Auckland iwi Ngāti Whātua Ōrākei is taking the health of its people into its own hands by providing free universal private health insurance for its members.
The iwi, which has a commercial portfolio of more than $1 billion, wants to lift Māori health statistics by improving the wellbeing of its people.
Joining the scheme is free for registered members of Ngāti Whātua Ōrākei who live in New Zealand - and all of their insurance premiums and any payable excess will be paid for by the iwi.
The iwi currently has 4000 members and it is expected 70 percent of members will sign up.
If all 4000 members sign up for the insurance it will be a $3m investment for the iwi.
Ngāti Whātua Ōrakei iwi member Selwyn Teua said she has elderly members of her whānau who are being let down by the public health system.
Around 250 kaumātua are currently registered with the iwi.
"For kaumātua who have hip problems, sore legs and things like that ... they're having to wait much longer to assess their health."
Ngāti Whātua Ōrakei has teamed up with private health and medical insurance provider NIB.
Under the NIB insurance scheme, iwi members will have quicker access to private hospitals and help with the costs of non-urgent medical procedures.
Ngāti Whātua Ōrakei chairperson Marama Royal said she knows all too well the over-representation of Māori in negative health statistics.
She said the Auckland health system was at breaking point, so the hāpu has taken its own stand.
"We wanted to ensure that we were improving the health and wellbeing of our whānau right from our babies through to our kaumātua."
However, the public health system still has a major role to play in providing health services, she said.
"This is not about snubbing any of the public health system this is about giving opportunities to our whānau."

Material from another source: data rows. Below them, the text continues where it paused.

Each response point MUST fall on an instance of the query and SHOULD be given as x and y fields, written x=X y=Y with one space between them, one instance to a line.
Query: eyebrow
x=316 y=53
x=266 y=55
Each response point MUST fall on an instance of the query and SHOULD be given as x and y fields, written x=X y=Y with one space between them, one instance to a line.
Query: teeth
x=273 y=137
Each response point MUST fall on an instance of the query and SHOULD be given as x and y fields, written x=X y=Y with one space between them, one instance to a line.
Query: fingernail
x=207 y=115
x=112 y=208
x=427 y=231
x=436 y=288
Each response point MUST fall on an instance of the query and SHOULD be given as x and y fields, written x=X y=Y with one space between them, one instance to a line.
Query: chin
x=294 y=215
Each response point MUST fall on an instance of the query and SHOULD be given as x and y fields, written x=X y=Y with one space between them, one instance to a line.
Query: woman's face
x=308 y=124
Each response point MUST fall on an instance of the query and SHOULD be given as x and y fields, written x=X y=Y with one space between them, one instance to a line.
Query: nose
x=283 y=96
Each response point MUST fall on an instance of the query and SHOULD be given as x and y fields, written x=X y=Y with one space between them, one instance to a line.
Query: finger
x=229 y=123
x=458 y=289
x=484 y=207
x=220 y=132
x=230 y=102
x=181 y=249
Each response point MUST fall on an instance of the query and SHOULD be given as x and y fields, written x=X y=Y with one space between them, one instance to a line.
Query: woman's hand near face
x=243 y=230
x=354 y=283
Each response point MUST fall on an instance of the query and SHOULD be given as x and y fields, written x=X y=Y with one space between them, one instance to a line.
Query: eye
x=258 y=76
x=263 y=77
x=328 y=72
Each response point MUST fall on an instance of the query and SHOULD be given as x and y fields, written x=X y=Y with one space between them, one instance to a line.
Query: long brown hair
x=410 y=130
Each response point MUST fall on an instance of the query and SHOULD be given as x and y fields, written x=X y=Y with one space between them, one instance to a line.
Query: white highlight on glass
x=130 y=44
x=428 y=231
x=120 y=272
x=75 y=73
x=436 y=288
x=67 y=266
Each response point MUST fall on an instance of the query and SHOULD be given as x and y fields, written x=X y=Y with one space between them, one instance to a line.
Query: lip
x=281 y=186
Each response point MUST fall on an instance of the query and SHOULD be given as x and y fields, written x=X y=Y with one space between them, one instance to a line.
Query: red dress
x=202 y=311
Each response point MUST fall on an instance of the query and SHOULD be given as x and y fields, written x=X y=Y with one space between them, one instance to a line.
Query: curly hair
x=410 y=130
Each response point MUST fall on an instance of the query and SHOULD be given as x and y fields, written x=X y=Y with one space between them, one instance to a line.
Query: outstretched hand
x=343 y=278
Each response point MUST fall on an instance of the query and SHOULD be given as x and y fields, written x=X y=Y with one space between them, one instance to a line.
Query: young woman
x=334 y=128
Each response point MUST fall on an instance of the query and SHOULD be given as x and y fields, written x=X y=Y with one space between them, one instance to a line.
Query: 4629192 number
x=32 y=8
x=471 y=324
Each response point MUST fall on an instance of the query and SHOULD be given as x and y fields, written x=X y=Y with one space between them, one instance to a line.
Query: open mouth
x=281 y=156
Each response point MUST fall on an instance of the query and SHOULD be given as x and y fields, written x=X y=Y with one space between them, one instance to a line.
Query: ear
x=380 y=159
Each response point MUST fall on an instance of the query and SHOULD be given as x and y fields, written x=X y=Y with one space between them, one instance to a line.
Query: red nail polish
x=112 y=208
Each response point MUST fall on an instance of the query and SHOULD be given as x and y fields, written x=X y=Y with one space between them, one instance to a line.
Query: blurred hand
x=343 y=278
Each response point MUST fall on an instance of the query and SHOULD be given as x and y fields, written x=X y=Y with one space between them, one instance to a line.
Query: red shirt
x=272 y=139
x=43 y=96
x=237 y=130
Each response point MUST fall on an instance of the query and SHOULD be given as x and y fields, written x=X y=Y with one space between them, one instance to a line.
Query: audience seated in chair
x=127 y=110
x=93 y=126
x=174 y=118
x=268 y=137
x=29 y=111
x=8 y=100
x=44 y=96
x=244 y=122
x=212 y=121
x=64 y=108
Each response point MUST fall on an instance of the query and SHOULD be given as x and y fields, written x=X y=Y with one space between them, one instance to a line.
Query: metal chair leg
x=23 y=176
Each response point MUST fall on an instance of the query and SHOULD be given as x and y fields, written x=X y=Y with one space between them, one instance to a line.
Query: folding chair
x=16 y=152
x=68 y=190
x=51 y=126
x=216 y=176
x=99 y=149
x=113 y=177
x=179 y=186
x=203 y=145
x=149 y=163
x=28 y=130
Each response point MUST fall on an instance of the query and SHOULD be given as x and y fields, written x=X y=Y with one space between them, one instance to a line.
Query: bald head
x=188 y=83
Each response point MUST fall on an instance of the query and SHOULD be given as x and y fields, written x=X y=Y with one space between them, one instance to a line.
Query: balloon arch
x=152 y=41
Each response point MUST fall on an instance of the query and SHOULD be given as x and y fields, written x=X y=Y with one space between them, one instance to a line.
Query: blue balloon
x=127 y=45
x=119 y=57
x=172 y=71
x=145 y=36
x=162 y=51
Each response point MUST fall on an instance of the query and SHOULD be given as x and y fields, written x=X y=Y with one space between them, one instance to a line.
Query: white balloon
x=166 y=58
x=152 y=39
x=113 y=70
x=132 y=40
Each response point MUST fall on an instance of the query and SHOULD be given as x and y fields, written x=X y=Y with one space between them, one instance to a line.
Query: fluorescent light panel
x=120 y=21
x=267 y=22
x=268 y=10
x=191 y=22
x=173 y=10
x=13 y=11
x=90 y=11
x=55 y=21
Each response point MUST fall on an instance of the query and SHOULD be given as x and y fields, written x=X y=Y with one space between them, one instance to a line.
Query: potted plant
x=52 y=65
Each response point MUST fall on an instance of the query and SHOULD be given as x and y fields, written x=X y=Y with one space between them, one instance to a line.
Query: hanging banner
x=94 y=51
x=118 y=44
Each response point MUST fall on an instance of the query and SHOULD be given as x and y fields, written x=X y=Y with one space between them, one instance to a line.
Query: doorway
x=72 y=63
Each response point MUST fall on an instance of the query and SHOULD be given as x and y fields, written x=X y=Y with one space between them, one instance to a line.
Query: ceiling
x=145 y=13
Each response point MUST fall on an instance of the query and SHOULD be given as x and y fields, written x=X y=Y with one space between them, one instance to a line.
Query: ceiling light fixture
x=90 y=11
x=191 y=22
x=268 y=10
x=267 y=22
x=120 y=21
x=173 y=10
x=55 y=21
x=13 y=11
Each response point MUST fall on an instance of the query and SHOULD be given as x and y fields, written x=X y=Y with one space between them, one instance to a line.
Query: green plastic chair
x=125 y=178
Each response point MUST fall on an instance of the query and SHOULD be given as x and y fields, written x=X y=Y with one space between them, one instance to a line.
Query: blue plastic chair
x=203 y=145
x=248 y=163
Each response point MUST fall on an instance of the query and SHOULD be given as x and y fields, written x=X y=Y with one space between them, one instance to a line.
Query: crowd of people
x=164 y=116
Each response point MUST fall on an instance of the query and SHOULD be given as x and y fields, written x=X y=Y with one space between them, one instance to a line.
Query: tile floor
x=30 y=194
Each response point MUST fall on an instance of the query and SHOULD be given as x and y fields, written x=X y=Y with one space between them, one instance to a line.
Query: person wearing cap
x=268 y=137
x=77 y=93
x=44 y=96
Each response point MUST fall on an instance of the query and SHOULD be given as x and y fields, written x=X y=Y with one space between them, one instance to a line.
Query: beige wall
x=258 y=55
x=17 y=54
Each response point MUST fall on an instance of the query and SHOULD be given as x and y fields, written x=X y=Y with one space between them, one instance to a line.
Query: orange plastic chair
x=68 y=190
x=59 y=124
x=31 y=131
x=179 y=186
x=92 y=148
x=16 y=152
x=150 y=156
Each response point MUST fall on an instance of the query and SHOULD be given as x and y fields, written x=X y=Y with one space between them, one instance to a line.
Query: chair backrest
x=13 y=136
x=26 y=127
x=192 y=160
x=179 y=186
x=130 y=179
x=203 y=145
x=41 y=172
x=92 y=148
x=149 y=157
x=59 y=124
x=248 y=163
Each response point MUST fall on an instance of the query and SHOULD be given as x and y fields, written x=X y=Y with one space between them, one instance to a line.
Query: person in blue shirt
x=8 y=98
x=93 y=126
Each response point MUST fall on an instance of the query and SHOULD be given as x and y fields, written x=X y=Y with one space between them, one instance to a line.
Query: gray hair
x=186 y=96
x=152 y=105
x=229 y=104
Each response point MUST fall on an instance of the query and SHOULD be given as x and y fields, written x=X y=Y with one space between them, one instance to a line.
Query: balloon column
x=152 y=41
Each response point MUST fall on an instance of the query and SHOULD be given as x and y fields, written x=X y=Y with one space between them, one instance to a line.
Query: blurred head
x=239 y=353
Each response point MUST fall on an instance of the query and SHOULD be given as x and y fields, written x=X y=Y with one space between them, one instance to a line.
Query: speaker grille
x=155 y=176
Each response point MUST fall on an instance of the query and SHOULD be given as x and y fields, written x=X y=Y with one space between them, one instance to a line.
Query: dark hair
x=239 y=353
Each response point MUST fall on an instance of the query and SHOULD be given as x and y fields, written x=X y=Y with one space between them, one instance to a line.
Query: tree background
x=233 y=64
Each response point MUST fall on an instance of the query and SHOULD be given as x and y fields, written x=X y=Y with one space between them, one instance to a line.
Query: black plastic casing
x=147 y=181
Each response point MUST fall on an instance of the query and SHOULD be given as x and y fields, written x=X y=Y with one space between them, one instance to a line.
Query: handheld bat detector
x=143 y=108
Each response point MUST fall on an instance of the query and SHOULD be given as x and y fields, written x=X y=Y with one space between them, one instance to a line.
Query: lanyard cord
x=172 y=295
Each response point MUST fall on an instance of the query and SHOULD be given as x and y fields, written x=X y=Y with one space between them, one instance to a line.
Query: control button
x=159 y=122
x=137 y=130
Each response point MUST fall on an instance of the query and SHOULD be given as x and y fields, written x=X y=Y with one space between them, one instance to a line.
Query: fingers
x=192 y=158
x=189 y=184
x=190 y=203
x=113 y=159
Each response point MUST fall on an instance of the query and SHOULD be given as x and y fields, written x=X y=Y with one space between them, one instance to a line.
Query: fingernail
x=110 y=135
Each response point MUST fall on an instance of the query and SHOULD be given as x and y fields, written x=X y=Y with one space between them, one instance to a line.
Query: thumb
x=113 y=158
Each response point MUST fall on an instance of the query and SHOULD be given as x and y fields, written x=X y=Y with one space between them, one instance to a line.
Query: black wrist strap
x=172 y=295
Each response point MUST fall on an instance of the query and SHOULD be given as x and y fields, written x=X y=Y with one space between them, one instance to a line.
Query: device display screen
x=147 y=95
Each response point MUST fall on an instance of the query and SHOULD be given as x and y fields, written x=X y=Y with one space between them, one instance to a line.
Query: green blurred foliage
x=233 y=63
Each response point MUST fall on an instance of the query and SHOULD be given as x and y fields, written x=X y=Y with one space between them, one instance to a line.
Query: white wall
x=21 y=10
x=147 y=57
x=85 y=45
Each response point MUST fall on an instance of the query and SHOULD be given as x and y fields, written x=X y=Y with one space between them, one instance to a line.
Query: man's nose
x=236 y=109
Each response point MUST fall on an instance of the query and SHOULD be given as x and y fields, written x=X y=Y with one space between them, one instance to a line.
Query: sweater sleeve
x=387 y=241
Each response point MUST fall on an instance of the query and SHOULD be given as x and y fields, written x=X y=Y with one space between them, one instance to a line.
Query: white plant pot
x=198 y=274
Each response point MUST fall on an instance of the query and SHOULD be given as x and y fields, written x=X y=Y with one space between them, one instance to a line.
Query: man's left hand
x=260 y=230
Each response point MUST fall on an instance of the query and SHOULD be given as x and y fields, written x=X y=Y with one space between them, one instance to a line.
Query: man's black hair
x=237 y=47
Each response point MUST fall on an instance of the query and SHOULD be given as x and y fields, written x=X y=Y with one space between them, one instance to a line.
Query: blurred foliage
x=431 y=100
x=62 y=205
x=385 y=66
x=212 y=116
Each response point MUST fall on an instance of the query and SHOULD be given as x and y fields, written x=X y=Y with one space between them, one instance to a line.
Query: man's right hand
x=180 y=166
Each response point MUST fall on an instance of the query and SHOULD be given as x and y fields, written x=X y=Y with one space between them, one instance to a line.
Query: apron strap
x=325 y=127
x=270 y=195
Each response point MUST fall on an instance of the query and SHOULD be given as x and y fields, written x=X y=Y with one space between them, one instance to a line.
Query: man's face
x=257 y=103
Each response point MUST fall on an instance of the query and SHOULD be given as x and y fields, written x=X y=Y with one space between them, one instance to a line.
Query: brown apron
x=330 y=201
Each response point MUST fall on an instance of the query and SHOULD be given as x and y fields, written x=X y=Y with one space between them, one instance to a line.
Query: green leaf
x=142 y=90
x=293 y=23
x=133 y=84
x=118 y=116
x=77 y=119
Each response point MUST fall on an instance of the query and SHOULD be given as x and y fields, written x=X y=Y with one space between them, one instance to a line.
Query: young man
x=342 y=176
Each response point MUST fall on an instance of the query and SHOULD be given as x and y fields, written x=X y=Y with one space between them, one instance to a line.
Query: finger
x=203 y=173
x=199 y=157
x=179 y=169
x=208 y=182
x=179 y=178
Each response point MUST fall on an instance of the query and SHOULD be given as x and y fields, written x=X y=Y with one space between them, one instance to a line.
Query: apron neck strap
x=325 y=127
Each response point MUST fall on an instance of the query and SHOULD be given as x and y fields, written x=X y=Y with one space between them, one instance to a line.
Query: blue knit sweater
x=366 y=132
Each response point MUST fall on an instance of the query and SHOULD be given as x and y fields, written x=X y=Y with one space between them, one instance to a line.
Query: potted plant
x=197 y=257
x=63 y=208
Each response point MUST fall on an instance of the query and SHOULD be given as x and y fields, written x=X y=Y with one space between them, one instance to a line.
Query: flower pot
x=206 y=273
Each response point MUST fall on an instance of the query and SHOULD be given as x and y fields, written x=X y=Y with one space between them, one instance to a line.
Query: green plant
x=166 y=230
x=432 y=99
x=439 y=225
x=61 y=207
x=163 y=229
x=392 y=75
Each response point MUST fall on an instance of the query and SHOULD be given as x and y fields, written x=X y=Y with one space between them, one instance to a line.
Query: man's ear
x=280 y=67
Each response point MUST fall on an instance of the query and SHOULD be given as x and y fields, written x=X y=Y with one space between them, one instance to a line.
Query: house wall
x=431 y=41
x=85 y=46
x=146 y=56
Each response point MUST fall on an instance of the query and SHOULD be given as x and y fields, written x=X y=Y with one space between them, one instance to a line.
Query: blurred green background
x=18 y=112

The insurance package will cover specialists and day-to-day medical costs such as GP, dentist and physio visits.
It also fully subsidises a base level of hospital and surgical cover and the excess is covered by the iwi.
NIB chief executive Rob Hennin said he could see the model being embraced by iwi around the country.
"This example while it's the first of its kind in New Zealand I'm sure there will be many others to follow."
In the next three weeks weeks, the iwi will present the insurance scheme on a roadshow to hāpu members from Kaitaia to Christchurch.